[Journals Of Expeditions Of Discovery Into Central Australia And Overland From Adelaide To King George’s Sound In The Years 1840-1 Volume 2. by Edward John Eyre]@TWC D-Link bookJournals Of Expeditions Of Discovery Into Central Australia And Overland From Adelaide To King George’s Sound In The Years 1840-1 Volume 2. CHAPTER I 29/45
The night was dark, and the native was brought into the hut, where he died the next day.
He could not help observing, that cases of this kind were much more frequent than was creditable to the reputation of the Colony. Last Sessions a man was tried and acquitted of the charge of killing a native woman.
That verdict was a very merciful one, but not so merciful, he trusted, as to countenance the idea that the lives of the natives are held too cheaply.
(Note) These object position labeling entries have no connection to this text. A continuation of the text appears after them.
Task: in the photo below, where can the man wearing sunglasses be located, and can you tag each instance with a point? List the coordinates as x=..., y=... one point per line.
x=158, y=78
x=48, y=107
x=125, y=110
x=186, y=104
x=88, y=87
The only observation that he would make upon this case was, that it was ONE OF GREAT SUSPICION." [Note 51: I believe this case was not brought to trial.] Other cases have occurred in which some of the circumstances have come under my own notice, and when Europeans have committed wanton aggressions on the Aborigines, and have then made up a plausible story to account for what had taken place, but where, from obvious circumstances, it was quite impossible to disprove or rebut their tale, however improbable it might be.
In the Port Phillip District in 1841, Mr.Chief Protector thus writes to the local Government. "Already appalling collisions have happened between the white and aboriginal inhabitants, and, although instances, it is possible, have transpired when natives have been the aggressors, yet it will be found that the largest majority originated with the Europeans.